Furthermore, adjustments in glacial meltwater input are necessary to realistically represent its impacts on the ocean and climate under accelerated forcing. Without such adjustments, the total freshwater flux into the ocean would not be consistent with that under regular forcing, potentially distorting climate simulations. However, accelerating the meltwater flux introduces its own challenges. A significant increase in local freshwater input over a short period can drastically alter local salinity gradients and stratification. This disruption can affect everything from mixing processes to ocean currents, potentially leading to unrealistic model behaviour. Following Lofverstrom et al. (2020), we propose not accelerating the meltwater flux in order to maintain realistic local ocean dynamics.

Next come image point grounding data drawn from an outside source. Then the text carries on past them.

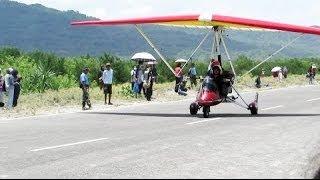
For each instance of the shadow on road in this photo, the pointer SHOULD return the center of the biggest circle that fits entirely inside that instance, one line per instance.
(200, 115)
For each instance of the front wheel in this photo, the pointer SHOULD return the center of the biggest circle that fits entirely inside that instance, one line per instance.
(206, 111)
(194, 109)
(253, 109)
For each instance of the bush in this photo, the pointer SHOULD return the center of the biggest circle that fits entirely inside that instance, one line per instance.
(43, 71)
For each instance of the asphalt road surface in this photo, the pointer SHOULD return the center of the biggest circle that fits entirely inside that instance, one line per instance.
(161, 140)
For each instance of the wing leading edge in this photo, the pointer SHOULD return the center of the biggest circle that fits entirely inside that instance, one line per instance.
(197, 20)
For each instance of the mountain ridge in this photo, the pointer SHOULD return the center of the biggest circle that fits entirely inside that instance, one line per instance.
(35, 26)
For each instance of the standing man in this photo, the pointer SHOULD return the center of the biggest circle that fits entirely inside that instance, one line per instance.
(17, 86)
(84, 85)
(100, 73)
(9, 83)
(133, 77)
(193, 75)
(107, 78)
(139, 76)
(1, 89)
(179, 76)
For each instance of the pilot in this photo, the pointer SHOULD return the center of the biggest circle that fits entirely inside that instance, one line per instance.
(220, 77)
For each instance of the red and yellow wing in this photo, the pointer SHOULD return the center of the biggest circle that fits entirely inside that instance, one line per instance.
(196, 20)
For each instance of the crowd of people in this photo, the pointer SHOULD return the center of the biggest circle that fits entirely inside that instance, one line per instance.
(143, 77)
(10, 86)
(282, 73)
(105, 83)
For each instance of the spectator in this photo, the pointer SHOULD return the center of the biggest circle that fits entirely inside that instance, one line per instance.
(1, 89)
(149, 80)
(139, 77)
(107, 78)
(285, 72)
(100, 73)
(84, 85)
(312, 73)
(133, 77)
(154, 73)
(9, 85)
(280, 75)
(193, 75)
(179, 76)
(258, 82)
(17, 87)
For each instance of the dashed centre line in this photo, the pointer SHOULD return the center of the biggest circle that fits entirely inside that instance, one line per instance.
(66, 145)
(197, 122)
(270, 108)
(316, 99)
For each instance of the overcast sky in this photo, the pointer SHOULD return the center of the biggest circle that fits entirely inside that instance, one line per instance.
(303, 12)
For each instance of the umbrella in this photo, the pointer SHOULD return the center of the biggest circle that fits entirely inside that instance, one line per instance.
(181, 61)
(143, 56)
(152, 62)
(276, 69)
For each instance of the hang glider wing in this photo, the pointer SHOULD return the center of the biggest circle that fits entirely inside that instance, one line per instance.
(197, 20)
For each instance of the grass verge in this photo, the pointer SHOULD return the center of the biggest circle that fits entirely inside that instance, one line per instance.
(67, 100)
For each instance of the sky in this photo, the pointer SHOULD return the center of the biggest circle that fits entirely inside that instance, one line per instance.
(300, 12)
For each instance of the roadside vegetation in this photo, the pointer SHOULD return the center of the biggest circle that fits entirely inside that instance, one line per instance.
(52, 81)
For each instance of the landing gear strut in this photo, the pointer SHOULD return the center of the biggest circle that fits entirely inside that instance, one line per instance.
(206, 111)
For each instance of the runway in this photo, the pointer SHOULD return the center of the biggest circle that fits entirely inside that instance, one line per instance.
(161, 140)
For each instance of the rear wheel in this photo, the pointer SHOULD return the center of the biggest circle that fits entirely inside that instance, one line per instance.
(194, 109)
(253, 109)
(206, 111)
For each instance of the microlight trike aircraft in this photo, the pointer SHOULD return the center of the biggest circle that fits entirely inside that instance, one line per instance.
(218, 83)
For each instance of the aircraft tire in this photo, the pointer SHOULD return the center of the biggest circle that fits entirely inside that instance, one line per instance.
(194, 109)
(253, 109)
(206, 111)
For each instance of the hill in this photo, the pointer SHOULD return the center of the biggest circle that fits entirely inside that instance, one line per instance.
(31, 27)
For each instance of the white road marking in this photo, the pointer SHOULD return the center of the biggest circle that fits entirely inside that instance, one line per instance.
(197, 122)
(316, 99)
(70, 144)
(276, 107)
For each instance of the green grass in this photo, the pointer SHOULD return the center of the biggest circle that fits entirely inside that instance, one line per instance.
(66, 99)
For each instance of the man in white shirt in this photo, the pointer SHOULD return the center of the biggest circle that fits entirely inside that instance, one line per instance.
(2, 88)
(9, 83)
(133, 76)
(107, 78)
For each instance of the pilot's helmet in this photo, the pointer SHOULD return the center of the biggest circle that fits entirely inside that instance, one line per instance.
(215, 62)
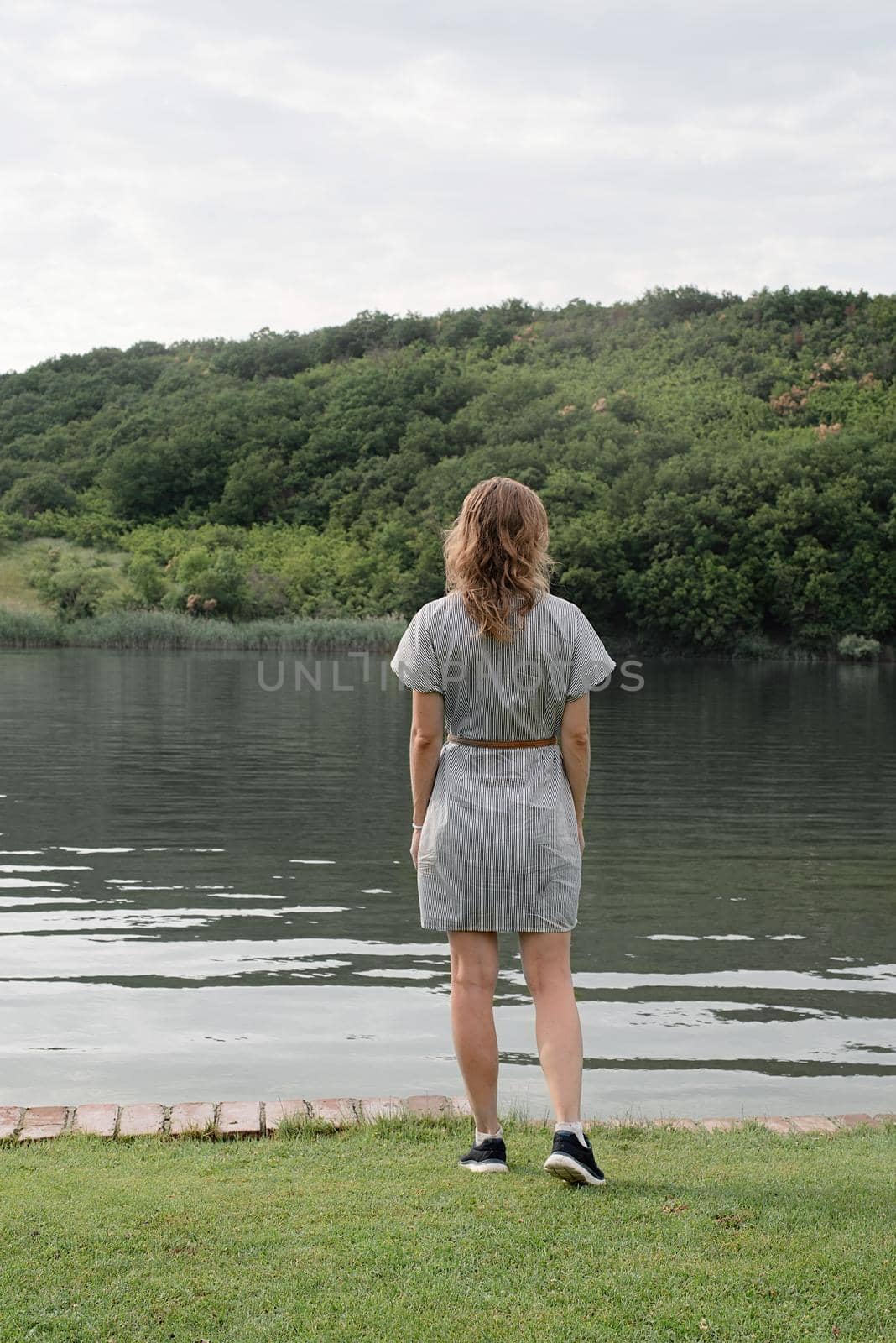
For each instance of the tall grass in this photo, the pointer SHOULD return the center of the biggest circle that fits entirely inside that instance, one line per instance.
(170, 630)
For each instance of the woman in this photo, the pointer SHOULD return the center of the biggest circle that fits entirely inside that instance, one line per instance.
(497, 805)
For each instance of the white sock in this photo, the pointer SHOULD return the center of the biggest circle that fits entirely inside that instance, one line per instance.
(575, 1126)
(481, 1135)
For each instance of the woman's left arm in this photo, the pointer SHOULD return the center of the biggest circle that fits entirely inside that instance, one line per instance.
(427, 739)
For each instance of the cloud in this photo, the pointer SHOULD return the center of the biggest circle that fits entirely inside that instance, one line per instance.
(207, 171)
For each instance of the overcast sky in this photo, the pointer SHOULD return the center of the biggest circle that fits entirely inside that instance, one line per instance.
(185, 168)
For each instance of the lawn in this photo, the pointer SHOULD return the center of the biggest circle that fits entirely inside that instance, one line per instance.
(374, 1232)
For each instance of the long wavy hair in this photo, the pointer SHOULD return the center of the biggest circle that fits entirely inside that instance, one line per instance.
(497, 555)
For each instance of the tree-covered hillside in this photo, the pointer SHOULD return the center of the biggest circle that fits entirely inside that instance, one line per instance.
(719, 472)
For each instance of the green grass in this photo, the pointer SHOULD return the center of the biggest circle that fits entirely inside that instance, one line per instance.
(378, 1233)
(175, 630)
(16, 594)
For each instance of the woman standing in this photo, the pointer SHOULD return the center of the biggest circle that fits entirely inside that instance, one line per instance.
(497, 805)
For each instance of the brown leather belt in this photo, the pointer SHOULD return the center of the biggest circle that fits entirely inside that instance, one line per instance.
(468, 742)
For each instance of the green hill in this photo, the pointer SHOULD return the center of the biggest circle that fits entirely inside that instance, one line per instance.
(719, 472)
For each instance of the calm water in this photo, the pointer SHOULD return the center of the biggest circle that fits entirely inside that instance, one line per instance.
(206, 892)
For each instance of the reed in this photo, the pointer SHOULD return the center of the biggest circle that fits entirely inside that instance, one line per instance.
(174, 630)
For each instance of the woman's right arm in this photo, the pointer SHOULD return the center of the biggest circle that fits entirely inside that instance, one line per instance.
(576, 749)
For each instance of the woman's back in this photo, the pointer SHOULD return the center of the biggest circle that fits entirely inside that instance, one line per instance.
(495, 691)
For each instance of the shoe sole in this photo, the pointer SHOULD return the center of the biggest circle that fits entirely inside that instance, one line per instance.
(570, 1170)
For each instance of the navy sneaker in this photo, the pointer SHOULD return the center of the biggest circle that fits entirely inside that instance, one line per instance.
(488, 1155)
(571, 1162)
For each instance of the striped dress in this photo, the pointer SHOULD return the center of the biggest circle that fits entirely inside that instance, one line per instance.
(499, 845)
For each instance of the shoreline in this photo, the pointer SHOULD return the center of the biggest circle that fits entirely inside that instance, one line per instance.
(172, 631)
(263, 1119)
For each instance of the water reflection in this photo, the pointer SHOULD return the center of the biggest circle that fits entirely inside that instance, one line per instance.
(204, 890)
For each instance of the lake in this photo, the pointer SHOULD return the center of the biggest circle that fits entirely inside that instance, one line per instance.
(206, 890)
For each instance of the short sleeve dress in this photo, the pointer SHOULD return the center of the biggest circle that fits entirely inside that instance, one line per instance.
(499, 845)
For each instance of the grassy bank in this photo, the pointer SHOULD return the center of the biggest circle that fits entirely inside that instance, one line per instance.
(376, 1233)
(160, 630)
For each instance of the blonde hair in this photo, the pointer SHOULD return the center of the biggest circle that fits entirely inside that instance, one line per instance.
(497, 552)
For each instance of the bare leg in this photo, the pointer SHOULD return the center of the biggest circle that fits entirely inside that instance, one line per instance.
(558, 1031)
(474, 977)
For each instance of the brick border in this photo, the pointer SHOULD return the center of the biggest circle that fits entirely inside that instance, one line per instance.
(258, 1118)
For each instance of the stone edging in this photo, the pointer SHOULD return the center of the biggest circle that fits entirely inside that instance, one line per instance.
(257, 1119)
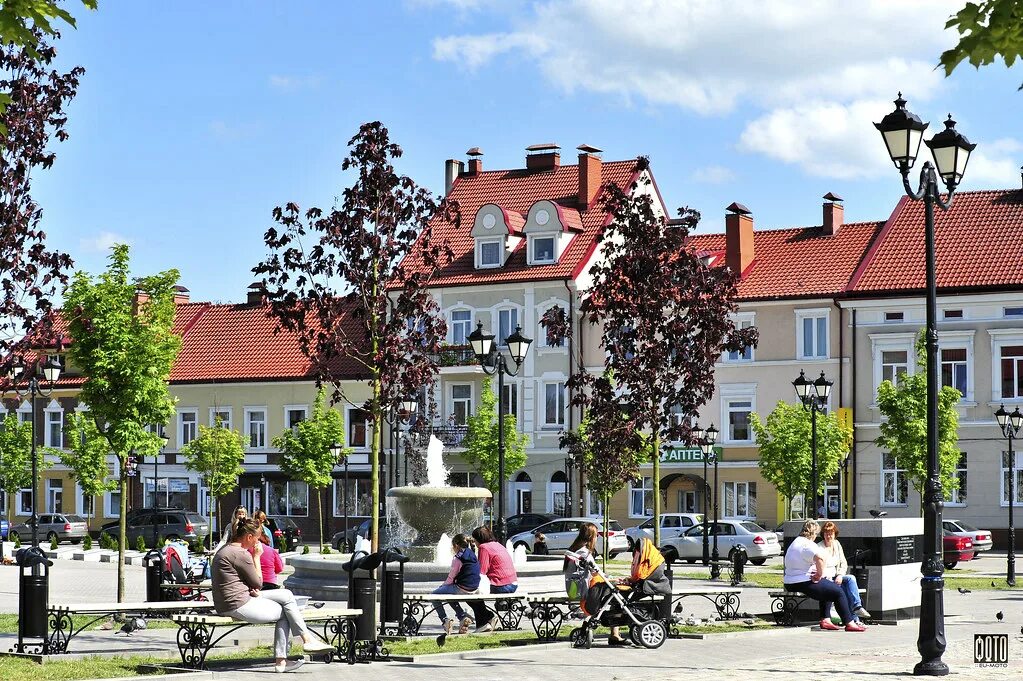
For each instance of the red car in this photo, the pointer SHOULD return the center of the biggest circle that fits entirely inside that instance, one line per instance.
(957, 547)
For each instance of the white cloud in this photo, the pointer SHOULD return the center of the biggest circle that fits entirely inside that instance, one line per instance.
(102, 242)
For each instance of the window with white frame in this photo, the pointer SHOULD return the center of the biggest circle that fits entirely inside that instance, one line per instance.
(187, 426)
(894, 484)
(1017, 484)
(553, 404)
(461, 326)
(811, 333)
(641, 497)
(740, 499)
(287, 498)
(256, 426)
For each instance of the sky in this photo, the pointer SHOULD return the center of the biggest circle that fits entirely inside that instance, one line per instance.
(195, 119)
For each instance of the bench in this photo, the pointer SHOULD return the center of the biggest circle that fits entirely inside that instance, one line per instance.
(60, 623)
(786, 605)
(508, 607)
(197, 634)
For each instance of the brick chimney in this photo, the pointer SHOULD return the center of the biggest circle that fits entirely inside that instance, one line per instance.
(834, 213)
(738, 237)
(543, 156)
(589, 174)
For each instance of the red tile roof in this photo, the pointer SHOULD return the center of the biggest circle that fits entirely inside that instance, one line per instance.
(800, 262)
(978, 245)
(518, 190)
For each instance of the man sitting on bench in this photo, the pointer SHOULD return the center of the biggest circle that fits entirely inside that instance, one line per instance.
(236, 582)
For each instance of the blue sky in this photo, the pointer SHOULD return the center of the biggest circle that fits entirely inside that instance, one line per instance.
(195, 119)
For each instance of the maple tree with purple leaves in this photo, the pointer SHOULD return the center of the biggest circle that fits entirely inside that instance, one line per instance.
(351, 283)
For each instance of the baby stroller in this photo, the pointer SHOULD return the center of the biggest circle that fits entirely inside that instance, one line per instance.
(615, 605)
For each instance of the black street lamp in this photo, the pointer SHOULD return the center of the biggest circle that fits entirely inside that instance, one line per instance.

Instead, to mitigate the inconsistent freshwater input in the accelerated simulations, we suggest applying periodic restoration techniques to adjust the ocean's salinity and temperature fields using observed or targeted values (Griffies et al., 2009, 2016; Lofverstrom et al., 2020). Moreover, we expect similar inconsistencies in atmospheric boundary conditions – such as precipitation (freshwater input) and wind and radiation fluxes (energy input) – under accelerated forcing. The aforementioned periodic restoration techniques can also help reduce the effects of these inconsistencies, thereby ensuring more representative freshwater and energy inputs in the ocean model. For multi-centennial projections, which are the ideal target for the accelerated approach, such restoration requires prior knowledge of temperature and salinity projections. As a result, the accelerated approach is most applicable for downscaling simulations from the Coupled Model Intercomparison Project (CMIP) using an ice sheet–ocean model, rather than for fully coupled climate models with interactive ice sheets.

Testing across various acceleration factors in the three coupled experiment classes has also revealed a trade-off between computational efficiency and integrity in melting response. While higher acceleration factors reduce simulation duration more, they also introduce larger deviations in melting response. This necessitates a careful balance between computational efficiency and the integrity of the modelled melting response.

While we have used a fixed cavity residence time to interpret our experiment results, the cavity residence time in coupled models varies due to cavity geometry and circulation changes. This poses a challenge when using the accelerated forcing approach: the basal melting integrity maintained for one acceleration factor might not hold for another. Time-varying acceleration factors could address this challenge and require exploration in future developments.

Last, we emphasize that applying the accelerated forcing approach and choosing the acceleration factor should be evaluated case by case, with careful judgement and sensitivity testing.